Artificial Media

2022 will go down in history as the year when Artificial Intelligence was recognized for its creative capabilities.

Nelson Zagalo
6 min readDec 25, 2022

On November 30th OpenAI put an AI assistant, ChatGPT, on the web for free, which in just 5 days got more than one million users, fed by the curiosity to get in touch with its extraordinary conversational capabilities. Amidst the many flaws we found in it — factual errors, data fabrication, overconfidence, or lack of “voice”—, we all had to acknowledge that we had never seen anything like it. It is possible to enter into a dialogue with the assistant, to talk about the broadest range of subjects, and to generate moments of deep empathic sharing built from self-delusion based on the assistant’s naturalness, eloquence, and discursive understanding.

But it wasn’t just the conversation that was taken by storm.

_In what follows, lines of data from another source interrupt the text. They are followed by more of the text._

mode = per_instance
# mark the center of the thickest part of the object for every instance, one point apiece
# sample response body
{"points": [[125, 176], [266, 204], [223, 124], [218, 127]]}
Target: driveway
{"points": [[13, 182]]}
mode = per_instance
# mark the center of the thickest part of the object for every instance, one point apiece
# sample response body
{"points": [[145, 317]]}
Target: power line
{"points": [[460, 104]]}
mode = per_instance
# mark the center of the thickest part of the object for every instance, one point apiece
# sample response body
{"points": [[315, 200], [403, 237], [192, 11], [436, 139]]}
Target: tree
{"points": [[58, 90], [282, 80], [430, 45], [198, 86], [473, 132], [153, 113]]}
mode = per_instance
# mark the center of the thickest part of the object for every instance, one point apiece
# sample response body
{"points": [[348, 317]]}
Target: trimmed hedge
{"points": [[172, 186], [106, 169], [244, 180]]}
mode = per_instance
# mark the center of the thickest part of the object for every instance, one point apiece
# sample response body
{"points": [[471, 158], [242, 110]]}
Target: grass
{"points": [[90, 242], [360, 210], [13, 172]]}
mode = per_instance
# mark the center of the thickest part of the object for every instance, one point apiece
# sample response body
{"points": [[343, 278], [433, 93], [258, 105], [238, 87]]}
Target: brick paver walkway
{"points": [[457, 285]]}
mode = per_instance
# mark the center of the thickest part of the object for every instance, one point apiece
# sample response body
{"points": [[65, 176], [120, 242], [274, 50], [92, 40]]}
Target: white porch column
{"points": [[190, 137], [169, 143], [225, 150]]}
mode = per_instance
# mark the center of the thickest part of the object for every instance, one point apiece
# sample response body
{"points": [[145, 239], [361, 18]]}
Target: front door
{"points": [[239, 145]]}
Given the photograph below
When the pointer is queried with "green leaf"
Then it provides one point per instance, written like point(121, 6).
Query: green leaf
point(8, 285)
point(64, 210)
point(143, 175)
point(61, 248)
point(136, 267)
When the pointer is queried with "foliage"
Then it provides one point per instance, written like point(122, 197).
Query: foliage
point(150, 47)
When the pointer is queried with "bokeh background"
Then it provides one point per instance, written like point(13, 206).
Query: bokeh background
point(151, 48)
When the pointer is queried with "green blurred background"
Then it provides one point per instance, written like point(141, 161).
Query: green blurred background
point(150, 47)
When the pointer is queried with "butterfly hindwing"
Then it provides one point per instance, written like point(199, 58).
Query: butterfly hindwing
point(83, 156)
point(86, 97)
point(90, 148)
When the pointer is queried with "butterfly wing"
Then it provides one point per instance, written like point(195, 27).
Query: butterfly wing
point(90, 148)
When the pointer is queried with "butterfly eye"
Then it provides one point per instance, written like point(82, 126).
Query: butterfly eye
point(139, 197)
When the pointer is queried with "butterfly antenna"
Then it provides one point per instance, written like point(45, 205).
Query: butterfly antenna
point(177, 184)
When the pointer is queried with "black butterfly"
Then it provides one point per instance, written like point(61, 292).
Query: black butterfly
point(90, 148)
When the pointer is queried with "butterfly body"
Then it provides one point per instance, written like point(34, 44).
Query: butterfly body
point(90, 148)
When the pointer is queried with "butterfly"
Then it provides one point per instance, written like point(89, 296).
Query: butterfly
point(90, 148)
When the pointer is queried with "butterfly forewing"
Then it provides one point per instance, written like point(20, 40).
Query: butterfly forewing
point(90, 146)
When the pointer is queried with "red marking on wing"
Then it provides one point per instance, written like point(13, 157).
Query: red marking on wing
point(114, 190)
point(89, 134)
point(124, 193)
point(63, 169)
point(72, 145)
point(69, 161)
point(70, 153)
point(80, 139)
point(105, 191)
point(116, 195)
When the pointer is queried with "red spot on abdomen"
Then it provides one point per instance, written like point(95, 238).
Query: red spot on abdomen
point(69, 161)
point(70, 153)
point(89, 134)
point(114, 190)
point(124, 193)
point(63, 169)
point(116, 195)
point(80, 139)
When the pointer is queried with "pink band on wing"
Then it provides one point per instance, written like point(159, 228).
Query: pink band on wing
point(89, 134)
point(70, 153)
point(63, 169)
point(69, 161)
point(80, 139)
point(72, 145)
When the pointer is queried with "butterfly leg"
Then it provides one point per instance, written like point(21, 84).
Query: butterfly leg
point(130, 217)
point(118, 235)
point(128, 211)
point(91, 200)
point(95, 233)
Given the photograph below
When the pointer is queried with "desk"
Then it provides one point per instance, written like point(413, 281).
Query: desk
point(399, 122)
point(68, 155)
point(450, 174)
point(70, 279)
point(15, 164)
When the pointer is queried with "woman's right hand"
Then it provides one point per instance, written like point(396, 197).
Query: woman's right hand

Months earlier, on July 12, another assistant, Midjourney, was released; then, on August 22, the University of Munich’s Stable Diffusion was also released, and on September 28, OpenAI made Dall-E 2 available to everyone. These three AI assistants share the same image drawing skills, with the particularity of presenting original results and at the same time very human as if they had been created by human beings.

Conversation and drawing are very close and deeply creative activities. Just as we improvise with a pencil on paper, so we improvise in the creation of responses, in real-time, to interactions with others. So, it is important to understand what gave rise to these new capabilities of machines, considering that AI has been around for almost 70 years.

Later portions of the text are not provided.